In our series of patients, the good outcome (0% mortality at 30 days), the absence of major complications, the length of mechanical ventilation and hospital stay, together with the results reported by others, makes the ministernal technique for the ascending aorta and aortic root a feasible approach. It should also be considered that in our experience we never needed to convert the minimal approach to a full sternotomy in this group of patients.
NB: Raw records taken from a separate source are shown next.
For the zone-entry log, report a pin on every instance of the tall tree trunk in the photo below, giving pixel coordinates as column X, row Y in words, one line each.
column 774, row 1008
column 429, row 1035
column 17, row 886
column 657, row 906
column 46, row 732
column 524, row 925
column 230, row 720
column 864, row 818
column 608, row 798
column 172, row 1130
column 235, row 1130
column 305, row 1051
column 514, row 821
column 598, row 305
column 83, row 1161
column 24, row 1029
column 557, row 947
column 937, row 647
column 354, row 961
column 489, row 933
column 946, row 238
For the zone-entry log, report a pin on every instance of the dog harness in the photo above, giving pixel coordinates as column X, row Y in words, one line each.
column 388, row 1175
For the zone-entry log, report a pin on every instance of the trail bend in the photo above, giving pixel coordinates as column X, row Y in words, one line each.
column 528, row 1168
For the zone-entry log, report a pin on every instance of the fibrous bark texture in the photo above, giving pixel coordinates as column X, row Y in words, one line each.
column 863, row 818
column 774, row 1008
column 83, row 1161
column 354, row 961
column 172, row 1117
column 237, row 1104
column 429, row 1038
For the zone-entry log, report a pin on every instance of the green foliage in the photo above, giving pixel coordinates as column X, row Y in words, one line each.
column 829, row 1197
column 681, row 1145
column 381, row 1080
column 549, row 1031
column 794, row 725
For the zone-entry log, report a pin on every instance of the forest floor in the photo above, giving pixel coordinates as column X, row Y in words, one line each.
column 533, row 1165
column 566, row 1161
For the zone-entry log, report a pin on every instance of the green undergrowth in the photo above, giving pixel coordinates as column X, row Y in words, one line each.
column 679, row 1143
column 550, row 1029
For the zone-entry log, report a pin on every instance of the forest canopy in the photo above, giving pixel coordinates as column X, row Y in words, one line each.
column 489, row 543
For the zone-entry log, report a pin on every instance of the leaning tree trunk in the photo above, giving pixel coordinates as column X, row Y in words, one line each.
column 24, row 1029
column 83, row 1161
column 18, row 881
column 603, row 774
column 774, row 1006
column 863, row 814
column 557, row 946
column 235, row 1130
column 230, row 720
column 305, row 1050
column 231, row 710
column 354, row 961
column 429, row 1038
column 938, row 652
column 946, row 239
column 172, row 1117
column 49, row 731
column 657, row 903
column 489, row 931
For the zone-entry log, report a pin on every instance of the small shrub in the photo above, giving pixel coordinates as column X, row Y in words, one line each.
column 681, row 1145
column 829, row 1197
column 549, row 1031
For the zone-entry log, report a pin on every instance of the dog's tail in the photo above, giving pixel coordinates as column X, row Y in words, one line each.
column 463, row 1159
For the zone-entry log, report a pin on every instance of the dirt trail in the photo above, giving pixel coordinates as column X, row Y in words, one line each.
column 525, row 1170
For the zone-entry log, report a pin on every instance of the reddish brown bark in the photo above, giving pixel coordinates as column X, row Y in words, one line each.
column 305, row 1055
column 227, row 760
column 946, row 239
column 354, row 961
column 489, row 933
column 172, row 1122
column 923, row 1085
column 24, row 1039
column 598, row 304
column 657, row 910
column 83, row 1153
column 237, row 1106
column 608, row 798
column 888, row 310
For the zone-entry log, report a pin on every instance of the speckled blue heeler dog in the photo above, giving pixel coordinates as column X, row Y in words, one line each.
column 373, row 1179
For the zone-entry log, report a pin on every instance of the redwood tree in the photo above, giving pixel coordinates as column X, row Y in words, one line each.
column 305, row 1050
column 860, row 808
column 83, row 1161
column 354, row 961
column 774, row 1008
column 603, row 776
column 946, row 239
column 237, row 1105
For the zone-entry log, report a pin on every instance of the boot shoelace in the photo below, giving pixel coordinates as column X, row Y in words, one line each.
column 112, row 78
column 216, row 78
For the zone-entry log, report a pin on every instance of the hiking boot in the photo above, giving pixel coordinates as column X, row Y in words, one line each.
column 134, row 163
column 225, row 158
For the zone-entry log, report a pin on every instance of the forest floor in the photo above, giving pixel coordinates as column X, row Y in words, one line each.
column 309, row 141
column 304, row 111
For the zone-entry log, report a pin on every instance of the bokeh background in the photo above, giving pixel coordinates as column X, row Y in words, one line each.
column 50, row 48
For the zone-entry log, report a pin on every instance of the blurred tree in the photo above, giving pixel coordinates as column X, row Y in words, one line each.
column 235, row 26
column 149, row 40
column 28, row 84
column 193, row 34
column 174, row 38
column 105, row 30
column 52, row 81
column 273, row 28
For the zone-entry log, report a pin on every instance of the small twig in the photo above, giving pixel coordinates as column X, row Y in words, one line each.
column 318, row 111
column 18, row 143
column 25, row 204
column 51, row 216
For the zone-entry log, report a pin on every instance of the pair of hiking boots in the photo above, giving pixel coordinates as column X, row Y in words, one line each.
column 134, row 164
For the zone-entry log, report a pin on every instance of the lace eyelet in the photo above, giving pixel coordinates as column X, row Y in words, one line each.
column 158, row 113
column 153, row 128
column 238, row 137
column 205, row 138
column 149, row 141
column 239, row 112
However, the authors are well aware of the limitations of the present study, the main one being its retrospective and descriptive nature. Considering the non-randomized design, the study may be affected by undetected confounders and procedure bias. The results were also affected by the initial experience in our center. Nevertheless, the lack of a comparison group of patients undergoing the procedure via a conventional full sternotomy would prevent reaching decisive conclusions. A randomized study comparing both surgical approaches would in the future help to draw more meaningful conclusions about the advantages and drawbacks of the ministernotomy approach in this group of patients.
Conclusions
We believe the ministernotomy should be considered a safe alternative approach, not only for isolated aortic valve surgery, but also for more complex surgery involving the root and the ascending aorta. Therefore, despite the limitations of the present study, we thought it useful to report our experience to the surgical community to draw attention to this surgical approach, which could represent a research topic for other surgical groups.
Disclosure Statement
The authors declare no conflicts of interest.